Indeed, rugby league would become an afterthought in August when Tevita and his wife Anna lost their baby daughter, Georgia, who was delivered stillborn at 24 weeks.
“All I ever pictured in my mind was having you breathe on my chest for the first time, getting skin to skin, taking you to your first day of school, watch you and your mum play tennis and passing the football around with me in the back yard,” Pangai Jr wrote in a heartbreaking message to his daughter.
Reflecting on that heartache now, Pangai Jr says Anna’s resilience in the face of a series of family tragedies gave him strength to continue with his career.
“The last couple of years, she lost her mum, and now our daughter, and her dad is very sick as well,” he says. “She’s just showed me that there’s more to life.
“Whatever I’m experiencing in the downsides of my sporting career, it’s nothing to what she’s had to cope with.
“She’s my rock.”
Pangai Jr played his last game for the Broncos in June, and joined Penrith on a short-term deal before beginning a big money three-year contract with the Bulldogs in 2022.

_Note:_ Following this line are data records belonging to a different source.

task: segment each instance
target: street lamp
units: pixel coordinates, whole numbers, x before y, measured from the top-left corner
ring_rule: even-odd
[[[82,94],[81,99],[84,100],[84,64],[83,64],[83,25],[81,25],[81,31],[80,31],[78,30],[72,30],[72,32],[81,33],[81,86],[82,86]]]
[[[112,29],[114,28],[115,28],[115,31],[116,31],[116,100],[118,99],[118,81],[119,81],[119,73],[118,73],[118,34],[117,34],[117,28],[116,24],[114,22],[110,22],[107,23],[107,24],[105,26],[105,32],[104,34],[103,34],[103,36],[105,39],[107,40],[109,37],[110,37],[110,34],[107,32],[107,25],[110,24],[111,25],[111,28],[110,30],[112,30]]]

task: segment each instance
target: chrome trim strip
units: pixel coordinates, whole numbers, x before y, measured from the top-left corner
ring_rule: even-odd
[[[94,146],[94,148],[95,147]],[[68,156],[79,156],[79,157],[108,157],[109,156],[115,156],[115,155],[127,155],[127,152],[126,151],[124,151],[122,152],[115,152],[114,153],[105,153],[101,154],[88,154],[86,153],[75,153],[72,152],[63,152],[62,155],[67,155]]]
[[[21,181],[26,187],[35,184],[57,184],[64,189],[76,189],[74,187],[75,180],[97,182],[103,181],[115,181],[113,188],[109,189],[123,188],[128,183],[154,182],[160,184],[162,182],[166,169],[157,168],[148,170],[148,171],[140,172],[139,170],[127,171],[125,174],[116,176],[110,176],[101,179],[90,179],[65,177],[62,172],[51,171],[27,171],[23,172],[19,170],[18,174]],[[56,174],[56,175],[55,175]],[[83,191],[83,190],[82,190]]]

In a whirlwind couple of months, he delayed his Panthers debut to be with Anna in August, before slotting in for the side’s march to the Grand Final, although he pulled out of the decider with a knee injury.
Pangai Jr fit in well with Penrith’s style of play, scoring two tries in his six games, and wants to take what he learned during that two-month stint to the Bulldogs.
“They buy in to all the little things that win footy games – kick pressure, kick-chase – and other things that not every other teams do,” he says of Penrith. “It was all the dirty stuff in the middle, playing extra minutes and working with each other as a team.
“I’ll bring what I can bring [to the Bulldogs]. I’ll show my commitment and just do those little things I’ve learned from Penrith.”
Still just 25, and with plenty of football left ahead of him, Pangai Jr is also starting to think about the future. From his own experiences – good and bad – of navigating life under the intense spotlight of the NRL, he says he wants to be a role model for younger players coming through.
“Next is trying to be a leader,” he says. “I’m just trying to be my best. I’ve made my mistakes, but we’re all human.
“I’m just doing my best to learn from them.”